Datum : 23 januari 2007
Betreft : Beroepschrift
Bijlage : Uitspraak op verzet, d.d. 21 december 2006.

Edelachtbare vrouwe, heer,

Hierbij ga ik:

dhr. D.
telefoon: ###
Sofi-nummer: ###

in hoger beroep tegen:

de bijgevoegde uitspraak op verzet, d.d. 21 december 2006 van procedure 05 / 1407 WAO.

In het kort

1.
Naar mijn mening is mij een eerlijk proces onthouden, omdat in de uitspraak op verzet nieuwe en inhoudelijke argumenten worden aangevoerd, terwijl mijn verzoek voor herziening niet inhoudelijk is behandeld.

Voor het procesverloop verwijs ik naar de bijgevoegde uitspraak.

Over de vereenvoudigde behandeling (LJN: AZ5774)

2.
In de uitspraak van 24 maart 2006 (de vereenvoudigde behandeling) wordt bij punt 4 gesteld dat mijn herzieningsverzoek kennelijk ongegrond is omdat de procedures bij het Tuchtcollege hebben plaatsgevonden na de uitspraak van 2 maart 1995 (de uitspraak die ik wil laten herzien).
Dat lijkt mij onjuist, omdat dat tijdens die procedures feiten aan het licht kunnen komen, die wel voldoen aan de vereisten voor een herziening.

Over de uitspraak op verzet (LJN: AZ5777)
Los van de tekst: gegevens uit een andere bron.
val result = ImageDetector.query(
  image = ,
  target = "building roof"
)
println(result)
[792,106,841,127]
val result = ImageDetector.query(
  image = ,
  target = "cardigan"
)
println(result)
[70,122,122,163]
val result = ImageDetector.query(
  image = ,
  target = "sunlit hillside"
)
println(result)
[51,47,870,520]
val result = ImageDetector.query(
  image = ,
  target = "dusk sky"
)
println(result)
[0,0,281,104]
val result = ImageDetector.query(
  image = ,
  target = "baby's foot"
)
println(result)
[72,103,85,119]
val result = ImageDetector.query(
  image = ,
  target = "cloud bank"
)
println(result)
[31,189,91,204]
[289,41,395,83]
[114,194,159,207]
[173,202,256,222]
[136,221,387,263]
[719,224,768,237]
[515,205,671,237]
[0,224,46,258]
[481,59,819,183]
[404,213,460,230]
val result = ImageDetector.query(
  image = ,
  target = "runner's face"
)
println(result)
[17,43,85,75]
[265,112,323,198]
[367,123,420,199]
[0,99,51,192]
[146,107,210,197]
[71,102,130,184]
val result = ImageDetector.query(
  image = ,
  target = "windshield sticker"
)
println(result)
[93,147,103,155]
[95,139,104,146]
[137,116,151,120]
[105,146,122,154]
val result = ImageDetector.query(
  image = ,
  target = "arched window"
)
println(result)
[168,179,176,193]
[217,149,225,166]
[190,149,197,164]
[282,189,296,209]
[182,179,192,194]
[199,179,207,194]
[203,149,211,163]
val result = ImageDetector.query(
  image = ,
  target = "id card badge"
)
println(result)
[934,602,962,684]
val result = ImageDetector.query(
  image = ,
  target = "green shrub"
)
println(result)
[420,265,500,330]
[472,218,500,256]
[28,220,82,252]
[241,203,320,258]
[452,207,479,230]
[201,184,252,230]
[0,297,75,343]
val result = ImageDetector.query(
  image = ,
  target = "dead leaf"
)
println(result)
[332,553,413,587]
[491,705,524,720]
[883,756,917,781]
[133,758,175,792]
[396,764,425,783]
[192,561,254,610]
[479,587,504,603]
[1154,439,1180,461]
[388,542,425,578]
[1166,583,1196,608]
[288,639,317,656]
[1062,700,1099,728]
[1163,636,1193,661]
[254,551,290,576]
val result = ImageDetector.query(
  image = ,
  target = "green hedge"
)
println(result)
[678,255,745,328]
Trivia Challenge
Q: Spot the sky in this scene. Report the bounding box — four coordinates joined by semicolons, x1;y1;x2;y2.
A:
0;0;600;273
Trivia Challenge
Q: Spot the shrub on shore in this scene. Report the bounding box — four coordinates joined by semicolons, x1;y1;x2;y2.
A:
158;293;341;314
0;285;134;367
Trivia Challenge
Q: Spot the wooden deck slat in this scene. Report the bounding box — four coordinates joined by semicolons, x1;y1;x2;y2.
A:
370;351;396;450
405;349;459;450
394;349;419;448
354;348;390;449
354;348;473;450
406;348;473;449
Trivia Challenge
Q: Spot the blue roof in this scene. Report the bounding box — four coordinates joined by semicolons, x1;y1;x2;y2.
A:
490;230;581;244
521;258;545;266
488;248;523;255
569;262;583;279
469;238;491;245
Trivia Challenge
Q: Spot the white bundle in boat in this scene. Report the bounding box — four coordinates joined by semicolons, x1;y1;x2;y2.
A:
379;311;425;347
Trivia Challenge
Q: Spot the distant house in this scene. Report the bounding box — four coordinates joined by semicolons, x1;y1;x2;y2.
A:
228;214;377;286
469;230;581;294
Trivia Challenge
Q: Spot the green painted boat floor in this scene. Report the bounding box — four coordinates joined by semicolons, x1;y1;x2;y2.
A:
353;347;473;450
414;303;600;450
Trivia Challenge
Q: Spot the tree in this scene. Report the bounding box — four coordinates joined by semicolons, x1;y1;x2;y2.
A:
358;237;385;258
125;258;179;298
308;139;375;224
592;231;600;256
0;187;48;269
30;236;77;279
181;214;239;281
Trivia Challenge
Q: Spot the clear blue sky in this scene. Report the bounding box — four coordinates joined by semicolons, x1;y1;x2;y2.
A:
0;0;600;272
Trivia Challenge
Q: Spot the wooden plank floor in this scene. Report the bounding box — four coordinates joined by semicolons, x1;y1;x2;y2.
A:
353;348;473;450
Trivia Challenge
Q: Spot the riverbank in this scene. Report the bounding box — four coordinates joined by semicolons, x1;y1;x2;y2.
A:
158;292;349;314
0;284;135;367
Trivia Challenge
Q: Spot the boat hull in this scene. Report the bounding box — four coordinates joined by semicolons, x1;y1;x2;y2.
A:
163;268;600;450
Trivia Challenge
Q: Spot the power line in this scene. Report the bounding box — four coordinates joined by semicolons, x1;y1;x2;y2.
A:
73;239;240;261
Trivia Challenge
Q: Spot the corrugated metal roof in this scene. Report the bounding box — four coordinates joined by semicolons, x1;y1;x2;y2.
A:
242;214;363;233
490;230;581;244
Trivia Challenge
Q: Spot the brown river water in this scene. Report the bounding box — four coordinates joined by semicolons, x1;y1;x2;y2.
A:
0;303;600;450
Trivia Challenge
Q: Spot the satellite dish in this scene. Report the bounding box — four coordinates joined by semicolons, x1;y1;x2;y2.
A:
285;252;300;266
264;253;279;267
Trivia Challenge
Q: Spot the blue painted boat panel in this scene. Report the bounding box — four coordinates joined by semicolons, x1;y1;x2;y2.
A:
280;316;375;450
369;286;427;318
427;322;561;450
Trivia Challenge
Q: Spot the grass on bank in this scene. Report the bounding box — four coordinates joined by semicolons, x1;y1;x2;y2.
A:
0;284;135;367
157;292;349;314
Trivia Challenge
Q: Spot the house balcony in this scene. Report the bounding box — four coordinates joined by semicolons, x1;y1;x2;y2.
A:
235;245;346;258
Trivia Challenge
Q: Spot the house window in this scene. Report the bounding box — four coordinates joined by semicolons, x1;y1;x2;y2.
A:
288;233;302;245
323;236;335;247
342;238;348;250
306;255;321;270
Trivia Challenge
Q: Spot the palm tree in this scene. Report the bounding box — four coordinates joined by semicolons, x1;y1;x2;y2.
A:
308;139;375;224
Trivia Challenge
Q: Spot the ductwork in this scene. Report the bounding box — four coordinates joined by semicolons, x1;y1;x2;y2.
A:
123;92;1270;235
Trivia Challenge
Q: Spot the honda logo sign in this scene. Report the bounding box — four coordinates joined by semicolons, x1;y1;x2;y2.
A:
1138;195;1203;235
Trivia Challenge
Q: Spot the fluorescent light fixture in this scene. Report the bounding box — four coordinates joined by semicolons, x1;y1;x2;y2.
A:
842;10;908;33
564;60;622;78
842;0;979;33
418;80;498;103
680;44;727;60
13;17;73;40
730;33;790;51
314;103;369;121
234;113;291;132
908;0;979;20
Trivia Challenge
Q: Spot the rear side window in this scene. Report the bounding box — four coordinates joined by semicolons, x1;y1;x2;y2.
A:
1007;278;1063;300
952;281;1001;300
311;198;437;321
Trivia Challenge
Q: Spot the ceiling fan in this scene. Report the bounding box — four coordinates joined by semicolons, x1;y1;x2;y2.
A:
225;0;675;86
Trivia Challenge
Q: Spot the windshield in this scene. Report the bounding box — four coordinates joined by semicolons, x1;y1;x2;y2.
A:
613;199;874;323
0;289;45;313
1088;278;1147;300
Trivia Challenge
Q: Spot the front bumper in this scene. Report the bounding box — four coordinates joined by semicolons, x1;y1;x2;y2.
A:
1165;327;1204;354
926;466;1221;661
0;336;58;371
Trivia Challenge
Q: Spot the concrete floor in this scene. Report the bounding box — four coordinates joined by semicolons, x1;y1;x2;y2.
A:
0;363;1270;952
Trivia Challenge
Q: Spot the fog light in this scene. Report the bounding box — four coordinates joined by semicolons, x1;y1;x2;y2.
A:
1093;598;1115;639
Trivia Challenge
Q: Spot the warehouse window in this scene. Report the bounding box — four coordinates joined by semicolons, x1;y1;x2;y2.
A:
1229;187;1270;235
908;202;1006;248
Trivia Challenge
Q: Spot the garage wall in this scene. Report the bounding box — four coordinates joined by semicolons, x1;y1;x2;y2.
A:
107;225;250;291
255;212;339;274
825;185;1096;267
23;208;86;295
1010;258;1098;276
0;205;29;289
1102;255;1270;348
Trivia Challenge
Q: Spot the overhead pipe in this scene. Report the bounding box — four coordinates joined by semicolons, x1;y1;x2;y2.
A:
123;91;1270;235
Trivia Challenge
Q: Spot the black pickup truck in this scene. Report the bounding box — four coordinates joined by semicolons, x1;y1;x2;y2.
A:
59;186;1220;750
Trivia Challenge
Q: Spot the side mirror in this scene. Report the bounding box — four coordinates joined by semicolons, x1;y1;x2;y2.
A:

Hierna bespreek ik stapsgewijs punt 5 van de uitspraak van 21 december 2006 (de uitspraak op verzet).

3.
Allereerst schrijft de Rechtbank bij punt 5:

"De rechtbank heeft in haar uitspraak waarvan verzet met juistheid vastgesteld dat, gelet op de datum van de uitspraken van de Tuchtcolleges, deze uitspraken op zich geen nieuw feit opleveren."
In de uitspraak van 24 maart 2006 (de vereenvoudigde behandeling) wordt bij punt 4 echter niet overwogen dat de uitspraken op zich van latere datum zijn, maar dat de procedures bij de Tuchtcolleges van latere datum zijn. De term "op zich" staat ook in het geheel niet in de uitspraak van 24 maart 2006.
Naar mijn mening wordt hierdoor de uitspraak van 24 maart 2006 verdraaid. Er bestaat volgens mij een duidelijk verschil tussen deze uitspraak van 24 maart 2006 en de uitspraak die ik in mijn pleitnotities aanhaalde (uitspraak Centrale Raad van Beroep van 9 december 2004, 03/3066 AW, LJN: AR7772). Door de verdraaiing wordt naar mijn mening dat verschil ten onrechte kleiner gemaakt.

4.
Vervolgens staat bij punt 5:

"Zoals D. terecht aanvoert hebben de procedures bij het Tuchtcollege weliswaar betrekking op feiten of omstandigheden van vóór de uitspraak van de rechtbank op 2 maart 1995, maar het over die feiten en omstandigheden gegeven oordeel betreft een nadere waardering daarvan, bezien vanuit tuchtrechterlijk oogpunt, en levert in zoverre evenmin een nieuw feit in vorenbedoelde zin op."
De rechtbank heeft het hier over het oordeel van het Tuchtcollege. In mijn pleitnotities (d.d. 28 september 2006) schreef ik in de laatste alinea over feiten en omstandigheden die "tijdens klacht- en tuchtprocedures" naar voren kunnen komen. Het gaat mij dus niet enkel om het oordeel van het Tuchtcollege.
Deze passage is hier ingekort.